Soros acknowledges in his book The Alchemy of Finance that the theory is an abstract one and not particularly helpful as an aid to trading, not least because the inflection point cannot be recognised as such until after it has occurred. But the theory does, he claims, offer help in analysing and explaining events in the market.

One interesting, although not particularly comforting fact for holders of sterling is that Mr Soros claims that speculative runs on a currency can persist for a long time and relative movements in one currency against another are frequently of a long term secular nature, sometimes measured in years, rather than days or weeks.

Peter says

While Soros has been one of greatest investors of the last 50 years, his attempts to present himself as a philosopher are, to many, not entirely convincing.

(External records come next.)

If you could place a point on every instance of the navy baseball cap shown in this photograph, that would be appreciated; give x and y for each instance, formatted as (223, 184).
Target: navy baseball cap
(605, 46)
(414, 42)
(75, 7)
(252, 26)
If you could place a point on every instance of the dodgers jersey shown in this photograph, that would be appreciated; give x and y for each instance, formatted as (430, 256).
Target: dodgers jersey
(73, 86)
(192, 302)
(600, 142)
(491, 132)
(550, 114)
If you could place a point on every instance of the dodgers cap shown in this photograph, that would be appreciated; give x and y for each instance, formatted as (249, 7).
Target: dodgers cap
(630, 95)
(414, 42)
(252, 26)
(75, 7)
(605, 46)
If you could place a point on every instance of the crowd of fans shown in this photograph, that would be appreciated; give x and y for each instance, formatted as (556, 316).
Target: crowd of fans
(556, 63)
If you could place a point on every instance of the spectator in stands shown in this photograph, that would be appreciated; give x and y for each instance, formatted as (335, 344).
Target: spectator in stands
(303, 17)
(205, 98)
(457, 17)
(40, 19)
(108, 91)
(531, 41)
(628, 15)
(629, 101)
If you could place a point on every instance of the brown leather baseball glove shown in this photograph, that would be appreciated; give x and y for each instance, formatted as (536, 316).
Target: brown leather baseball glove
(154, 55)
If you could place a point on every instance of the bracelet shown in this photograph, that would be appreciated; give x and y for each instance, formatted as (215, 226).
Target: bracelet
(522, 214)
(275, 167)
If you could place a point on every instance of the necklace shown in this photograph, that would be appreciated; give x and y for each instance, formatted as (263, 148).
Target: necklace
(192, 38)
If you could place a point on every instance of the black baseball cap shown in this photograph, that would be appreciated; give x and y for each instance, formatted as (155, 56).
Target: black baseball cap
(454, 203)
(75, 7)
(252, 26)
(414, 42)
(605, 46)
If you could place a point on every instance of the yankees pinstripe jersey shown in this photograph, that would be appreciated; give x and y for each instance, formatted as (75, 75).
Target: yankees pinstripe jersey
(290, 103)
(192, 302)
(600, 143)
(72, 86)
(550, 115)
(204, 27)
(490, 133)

Nonetheless, it can't be denied that he has a feel for market opportunities that has been demonstrated time and again, and that his theory of the reflexive nature of markets, especially highly liquid ones like foreign exchange, has considerable plausibility.

Less plausible perhaps were the claims that Soros made in testimony to the US Congress in 1994. He was asked if it were possible for an investor like him to amass enough capital to manipulate the value of a currency. Soros said that: "I do not believe that any market participant can, other than for a very short time, successfully influence currency markets for major currencies contrary to market fundamentals... Hedge funds are relatively small players given the size of global currency markets."

In a sense, however, this is not quite the point. Influencing markets for a short time, given the leverage at their command, is all that hedge funds and proprietary traders need to do to make profits.

Furthermore, the essence of the power of high-profile investors like Soros wield is that other investors follow them, adding to their influence and producing the desired effect. One of the reasons for the reflexive nature of financial markets is the ever present herd mentality that exists within them.